Practical Measurement for Improvement
In the journey of leveraging practical measures for continuous improvement, improvers might need to address some key questions arise along the way. This resource is designed to provide insights into and examples of tackling the following questions.
- What type of data from the frontline do I collect to inform my practical measure(s)?
- How can I use practical measures to provide feedback for practice?
- How do I modify practical measures over time?
- What is the role of practical measures within the theory of improvement?
- How do multiple practical measures fit within a system of measures?
A Definition of Practical Measurement
What is Practical Measurement?
Practical measurement for improvement is the deliberate gathering, analysis, and interpretation of information that enhances the learning of system actors as they test changes and improve processes that are at the heart of their work. Practical measures are “practical” in that they can be collected, analyzed, and used within the daily work lives of practitioners. They are also “practical” in that they reflect practice. Practical measures are used to identify improvement goals and to learn continuously whether the changes that are introduced are, in fact, leading to improvement.
Characteristics of practical measures:
- Easy to do
- Fit into everyday work stream
- Provide timely information you can use
- Measures what you need it to—not just what’s available
- Has signaling capacity—changes are meaningful
- Are related to other things you care about
- Will lead to improvements in your practice
What makes a measure “practical”?
The key purpose of a practical measure is to send timely signals regarding the way a system is operating in order to accelerate learning and progress toward an improvement aim. These measures are typically research informed and process oriented – tied to specific practices within a system that are the target of an improvement effort. To determine if a measure is actually “practical,” some key questions to consider include:
- Is it closely tied to a theory of improvement? In an improvement effort, an individual measure is part of a system of measures that is used to interrogate a working theory of improvement.
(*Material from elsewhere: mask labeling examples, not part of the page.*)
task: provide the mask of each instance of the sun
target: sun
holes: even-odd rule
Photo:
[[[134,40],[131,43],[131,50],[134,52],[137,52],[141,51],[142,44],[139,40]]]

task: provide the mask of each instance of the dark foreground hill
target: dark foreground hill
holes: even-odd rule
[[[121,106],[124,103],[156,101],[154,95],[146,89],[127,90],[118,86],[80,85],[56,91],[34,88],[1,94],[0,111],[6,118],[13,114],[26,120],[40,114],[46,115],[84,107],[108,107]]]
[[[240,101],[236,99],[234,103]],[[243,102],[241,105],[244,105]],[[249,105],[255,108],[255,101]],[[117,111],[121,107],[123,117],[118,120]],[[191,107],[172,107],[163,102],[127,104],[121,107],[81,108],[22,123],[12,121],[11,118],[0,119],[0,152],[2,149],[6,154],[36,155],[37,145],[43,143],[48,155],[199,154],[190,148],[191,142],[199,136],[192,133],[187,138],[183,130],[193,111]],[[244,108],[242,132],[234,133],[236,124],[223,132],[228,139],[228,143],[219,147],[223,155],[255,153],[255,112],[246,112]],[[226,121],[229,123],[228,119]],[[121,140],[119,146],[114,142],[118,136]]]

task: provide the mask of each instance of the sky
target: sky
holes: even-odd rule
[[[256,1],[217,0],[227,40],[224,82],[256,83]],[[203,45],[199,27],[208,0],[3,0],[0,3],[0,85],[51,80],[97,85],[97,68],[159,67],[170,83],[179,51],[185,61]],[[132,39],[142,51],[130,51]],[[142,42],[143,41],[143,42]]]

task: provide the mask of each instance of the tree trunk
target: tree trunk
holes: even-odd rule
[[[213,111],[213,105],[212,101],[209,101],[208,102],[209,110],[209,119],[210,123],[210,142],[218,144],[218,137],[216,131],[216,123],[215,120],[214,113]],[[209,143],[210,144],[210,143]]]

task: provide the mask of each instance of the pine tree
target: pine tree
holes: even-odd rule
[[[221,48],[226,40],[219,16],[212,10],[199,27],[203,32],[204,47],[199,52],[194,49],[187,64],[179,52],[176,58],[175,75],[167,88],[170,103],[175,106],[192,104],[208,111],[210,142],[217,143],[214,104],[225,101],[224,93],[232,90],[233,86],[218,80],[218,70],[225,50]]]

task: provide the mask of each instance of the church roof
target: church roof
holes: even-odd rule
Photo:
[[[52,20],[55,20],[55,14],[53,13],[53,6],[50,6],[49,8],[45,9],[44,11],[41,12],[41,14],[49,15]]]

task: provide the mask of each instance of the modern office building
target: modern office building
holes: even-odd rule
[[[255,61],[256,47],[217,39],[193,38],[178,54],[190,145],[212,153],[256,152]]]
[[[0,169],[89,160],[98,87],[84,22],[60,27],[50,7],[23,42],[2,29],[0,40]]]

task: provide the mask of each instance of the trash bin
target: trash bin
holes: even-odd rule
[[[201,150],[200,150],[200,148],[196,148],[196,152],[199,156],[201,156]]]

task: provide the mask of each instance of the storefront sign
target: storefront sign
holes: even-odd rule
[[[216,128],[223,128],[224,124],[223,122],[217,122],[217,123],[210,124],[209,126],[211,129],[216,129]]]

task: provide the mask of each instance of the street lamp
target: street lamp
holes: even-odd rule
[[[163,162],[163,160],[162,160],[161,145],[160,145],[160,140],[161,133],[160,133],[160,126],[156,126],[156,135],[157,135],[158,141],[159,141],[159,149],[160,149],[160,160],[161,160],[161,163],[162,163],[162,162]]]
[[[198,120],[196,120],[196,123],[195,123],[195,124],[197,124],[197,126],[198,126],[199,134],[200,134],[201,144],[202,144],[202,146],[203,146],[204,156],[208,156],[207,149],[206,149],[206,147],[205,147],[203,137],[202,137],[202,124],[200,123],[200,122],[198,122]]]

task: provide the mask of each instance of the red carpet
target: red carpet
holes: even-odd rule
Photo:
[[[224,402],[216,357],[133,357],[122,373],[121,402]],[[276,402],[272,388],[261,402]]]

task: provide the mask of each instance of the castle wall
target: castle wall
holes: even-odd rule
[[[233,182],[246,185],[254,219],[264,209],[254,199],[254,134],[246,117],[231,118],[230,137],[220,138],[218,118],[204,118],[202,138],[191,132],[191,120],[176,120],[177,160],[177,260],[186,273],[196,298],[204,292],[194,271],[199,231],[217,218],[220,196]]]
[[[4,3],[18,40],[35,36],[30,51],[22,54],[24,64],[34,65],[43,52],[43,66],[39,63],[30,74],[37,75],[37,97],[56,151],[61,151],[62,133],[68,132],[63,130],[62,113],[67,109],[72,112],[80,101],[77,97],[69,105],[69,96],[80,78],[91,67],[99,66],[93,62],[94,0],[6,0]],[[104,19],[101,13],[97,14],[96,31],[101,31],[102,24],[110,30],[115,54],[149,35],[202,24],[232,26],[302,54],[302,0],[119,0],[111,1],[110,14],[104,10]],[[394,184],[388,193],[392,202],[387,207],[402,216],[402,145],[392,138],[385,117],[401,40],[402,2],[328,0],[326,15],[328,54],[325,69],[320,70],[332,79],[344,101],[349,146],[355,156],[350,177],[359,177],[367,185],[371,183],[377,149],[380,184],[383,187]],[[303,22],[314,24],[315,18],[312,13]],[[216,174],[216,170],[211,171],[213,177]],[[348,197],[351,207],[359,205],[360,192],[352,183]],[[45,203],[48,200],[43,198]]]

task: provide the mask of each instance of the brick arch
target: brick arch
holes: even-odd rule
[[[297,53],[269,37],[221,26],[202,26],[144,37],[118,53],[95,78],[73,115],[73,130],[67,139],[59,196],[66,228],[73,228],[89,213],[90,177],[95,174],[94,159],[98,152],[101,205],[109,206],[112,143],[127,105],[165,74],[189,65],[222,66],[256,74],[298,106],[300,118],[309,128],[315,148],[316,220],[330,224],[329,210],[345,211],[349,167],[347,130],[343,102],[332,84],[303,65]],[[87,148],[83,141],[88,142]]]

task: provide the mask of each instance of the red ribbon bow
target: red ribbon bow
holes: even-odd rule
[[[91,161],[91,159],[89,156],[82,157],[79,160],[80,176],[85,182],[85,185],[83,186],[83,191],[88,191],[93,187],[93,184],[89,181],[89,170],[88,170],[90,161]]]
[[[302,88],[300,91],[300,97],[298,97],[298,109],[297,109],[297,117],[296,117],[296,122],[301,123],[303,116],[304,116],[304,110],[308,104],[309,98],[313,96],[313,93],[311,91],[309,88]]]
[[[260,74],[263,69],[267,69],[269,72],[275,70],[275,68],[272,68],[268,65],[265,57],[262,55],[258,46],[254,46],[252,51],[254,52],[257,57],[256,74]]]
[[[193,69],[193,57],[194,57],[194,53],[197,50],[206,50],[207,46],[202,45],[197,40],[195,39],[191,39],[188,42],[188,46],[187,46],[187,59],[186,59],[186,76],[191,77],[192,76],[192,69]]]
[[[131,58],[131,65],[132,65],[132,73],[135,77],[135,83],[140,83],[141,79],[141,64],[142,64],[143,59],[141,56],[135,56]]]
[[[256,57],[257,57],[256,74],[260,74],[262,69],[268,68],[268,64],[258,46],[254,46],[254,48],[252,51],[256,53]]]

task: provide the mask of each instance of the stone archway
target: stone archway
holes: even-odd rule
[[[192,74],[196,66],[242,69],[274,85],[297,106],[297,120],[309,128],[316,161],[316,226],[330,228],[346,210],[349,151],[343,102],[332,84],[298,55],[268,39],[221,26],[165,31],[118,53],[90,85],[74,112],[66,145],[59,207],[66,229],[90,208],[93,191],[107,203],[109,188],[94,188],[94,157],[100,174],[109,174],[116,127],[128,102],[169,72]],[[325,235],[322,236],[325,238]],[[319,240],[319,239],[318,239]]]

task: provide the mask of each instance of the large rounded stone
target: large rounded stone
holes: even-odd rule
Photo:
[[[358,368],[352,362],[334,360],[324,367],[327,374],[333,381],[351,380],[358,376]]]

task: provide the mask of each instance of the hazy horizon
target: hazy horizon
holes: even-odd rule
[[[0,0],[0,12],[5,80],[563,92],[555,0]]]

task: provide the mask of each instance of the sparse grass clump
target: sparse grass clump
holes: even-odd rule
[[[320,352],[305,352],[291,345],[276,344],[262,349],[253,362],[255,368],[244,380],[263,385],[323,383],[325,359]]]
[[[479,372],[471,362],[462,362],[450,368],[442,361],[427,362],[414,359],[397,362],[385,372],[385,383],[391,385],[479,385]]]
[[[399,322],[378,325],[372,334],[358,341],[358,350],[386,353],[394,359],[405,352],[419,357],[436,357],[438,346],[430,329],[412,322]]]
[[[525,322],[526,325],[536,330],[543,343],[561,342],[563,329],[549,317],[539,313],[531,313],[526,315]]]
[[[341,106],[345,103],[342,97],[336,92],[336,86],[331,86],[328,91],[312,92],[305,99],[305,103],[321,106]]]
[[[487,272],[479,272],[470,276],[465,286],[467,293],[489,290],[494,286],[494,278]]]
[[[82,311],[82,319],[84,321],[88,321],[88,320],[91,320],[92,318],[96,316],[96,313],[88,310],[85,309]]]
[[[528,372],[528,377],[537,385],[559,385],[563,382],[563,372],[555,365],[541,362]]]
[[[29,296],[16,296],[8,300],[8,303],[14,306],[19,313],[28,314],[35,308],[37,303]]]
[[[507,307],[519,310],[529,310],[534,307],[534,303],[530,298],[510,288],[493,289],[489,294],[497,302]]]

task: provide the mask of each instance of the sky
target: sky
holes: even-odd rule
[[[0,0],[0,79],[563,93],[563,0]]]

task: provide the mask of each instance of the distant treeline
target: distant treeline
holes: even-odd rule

- Does the measure provide actionable information to drive positive changes in practice? The data provided by the measure should point to actions that users can take in order to improve targeted practices or processes.
- How well does it capture variability in performance? To drive improvement, the measure and resulting data should indicate what is working for whom and under what conditions, disaggregating outcomes based on appropriate subgroups, contexts, or conditions.
- Does it demonstrate predictive validity? Practical measures are often connected to a larger theory of improvement, which represents a causal chain or hypothesis about how to reach the desired outcome. To serve a signaling purpose, an individual measure related to one aspect of that hypothesis should predict the next measure down the causal chain. For instance, a process measure should predict a driver measure, and a driver measure should predict leading indicators.
- Is it minimally burdensome to users? Since practical measures are intended to be embedded into users’ daily work, it’s important to minimize any additional effort or time that they might require.
- Does it report results in a timely manner? Target users should find the measure and resulting data valuable, which often means that data is reported quickly and is easy to understand.
- To what extent does it attend to social processes of use in order to support building an improvement culture? When developing and implementing a practical measure, it is important to attend to social processes including but not limited to establishing trust among users and routines for analyzing data.
Since improvement efforts take place in the real world and in a variety of contexts, it can be challenging to develop a measure that illustrates all of these characteristics. To accomplish this, practical measures are often collaboratively designed, integrating diverse expertise: 1) research knowledge about what works and how to develop and iterate on a measure; 2) professional knowledge that takes into account the local organizational context, structure, and processes; and 3) improvement knowledge related to an understanding of the system and different variations within it.